「えっと……ロウソクをここに立てて……、マッチはここに……」

 箱の側面にシュッとマッチを擦って火を点ける。それをロウソクの芯に近づけると、ゆらゆらと風にゆれる小さな明りが、ロウソクを囲むようにしゃがんだオレと先輩の顔を照らした。

「はい、センパイの線香花火。火を点ける向き間違えちゃダメっスよ?」
「ふふ、大丈夫。間違えないもん」

 くすくすと笑った先輩が線香花火の先をロウソクに近づける。細長い火薬部分が丸まって光の玉ができると、パチパチと音を立てて火花が散った。
 線香花火を長く保たせようとするせいで、オレも先輩も自然と口数が減っていく。オレは花火の音に耳を澄ませながら、ちらりと先輩を盗み見た。
 俯くからと髪の毛を耳にかけているせいで、普段とは少し大人っぽいような印象。目を伏せているから、なおさらそう感じるのかも。

「黄瀬くん?」
「な、なんスか?!」
「黄瀬くんの線香花火もう終わっちゃってるよ?」
「え……? あ、ホントだ。いつの間に……」

 オレの言葉と同時に、先輩が手にしていた花火の火もポトリと地面に落ちた。
 私のも終わっちゃった、と先輩は名残惜しそうに笑う。

「なんかさ、こうやって線香花火をしてると、青春って感じがしない?」
「青春、っスか……?」
「うん、青春! 私はどこか部活に入ってるわけじゃないから、合宿なんて初めてだったの。最初はちゃんとお手伝いを頑張らなくちゃってひたすらプレッシャーを感じてたんだけど、こうやって皆と過ごしている内にもっとみんなの役に立ちたいって、まるで本当のマネージャーみたいに楽しんでる私がいたんだ」

 ぼんやりとロウソクの火を見つめながら言葉を紡いでいた先輩は、ふとオレを見ると「今日は倒れて迷惑かけちゃったけど」と肩をすくめた。

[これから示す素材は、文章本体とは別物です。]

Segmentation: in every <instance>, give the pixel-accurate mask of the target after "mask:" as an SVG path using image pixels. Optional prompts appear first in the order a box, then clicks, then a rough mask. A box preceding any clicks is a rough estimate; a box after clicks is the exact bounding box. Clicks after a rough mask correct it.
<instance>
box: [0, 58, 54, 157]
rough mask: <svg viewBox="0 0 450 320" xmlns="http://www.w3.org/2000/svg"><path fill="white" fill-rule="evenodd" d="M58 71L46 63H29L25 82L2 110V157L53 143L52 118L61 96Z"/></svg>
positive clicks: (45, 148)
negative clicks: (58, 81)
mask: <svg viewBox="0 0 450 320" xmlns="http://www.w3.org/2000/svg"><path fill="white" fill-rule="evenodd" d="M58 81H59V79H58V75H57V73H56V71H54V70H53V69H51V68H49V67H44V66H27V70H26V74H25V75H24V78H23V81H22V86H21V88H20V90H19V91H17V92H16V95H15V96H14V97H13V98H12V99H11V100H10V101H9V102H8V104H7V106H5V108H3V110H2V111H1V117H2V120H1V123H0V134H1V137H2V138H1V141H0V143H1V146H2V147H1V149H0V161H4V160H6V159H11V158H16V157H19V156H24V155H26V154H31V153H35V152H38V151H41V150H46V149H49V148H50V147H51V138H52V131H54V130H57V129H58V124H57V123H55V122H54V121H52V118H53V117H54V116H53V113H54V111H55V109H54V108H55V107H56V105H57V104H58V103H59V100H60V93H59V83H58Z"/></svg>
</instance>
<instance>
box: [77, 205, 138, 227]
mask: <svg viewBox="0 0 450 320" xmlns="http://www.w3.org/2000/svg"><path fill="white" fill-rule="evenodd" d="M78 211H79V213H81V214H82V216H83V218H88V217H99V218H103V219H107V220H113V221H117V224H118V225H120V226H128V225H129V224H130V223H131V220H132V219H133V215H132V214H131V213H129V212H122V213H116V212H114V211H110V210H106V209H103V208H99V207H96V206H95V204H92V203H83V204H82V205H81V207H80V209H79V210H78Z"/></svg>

「だからね、明日で終わりなんだって思うとすごく寂しい、かも……」
「センパイ……」
「ごめんね。なんだかしんみりさせちゃった。線香花火のせいかな?」

 もう火のついていない線香花火をバケツに投げ入れて、先輩は新しい線香花火を手に取ろうとする。オレはそれを阻止するように先輩の手を掴むと、自分と一緒に先輩を立ち上がらせた。
 目を真ん丸にして驚く先輩が、どうしてと尋ねるようにオレを見上げている。

「センパイ、しんみりするのはまだ早いっスよ?」
「え……」
「合宿はまだ終わってないんス。だから、今からバスケ部の皆と、もっと、もーっと楽しい思い出いっぱい作ろ?」
「う、うん……?」
「つーことで! 向こうの森山先輩たちと合流っスよ!」

 キョトンと首を傾げる先輩の手を握ったまま、少し離れた場所で輝く手持ち花火の鮮やかな光を目指して走り出す。
 今はきっと、先輩を独り占めしていい時じゃない。
 皆でバカみたいに騒いでたくさん笑って。その思い出がこれから受験勉強に励む先輩の力になれたらいいなって、そう思う。

「黄瀬くん、ありがと……!」
「へへ、どーいたしまして!」

 オレの後を走る名前先輩の笑顔がくすぐったい。その笑顔のおかげで、こうして良かったんだって心の底から思えた。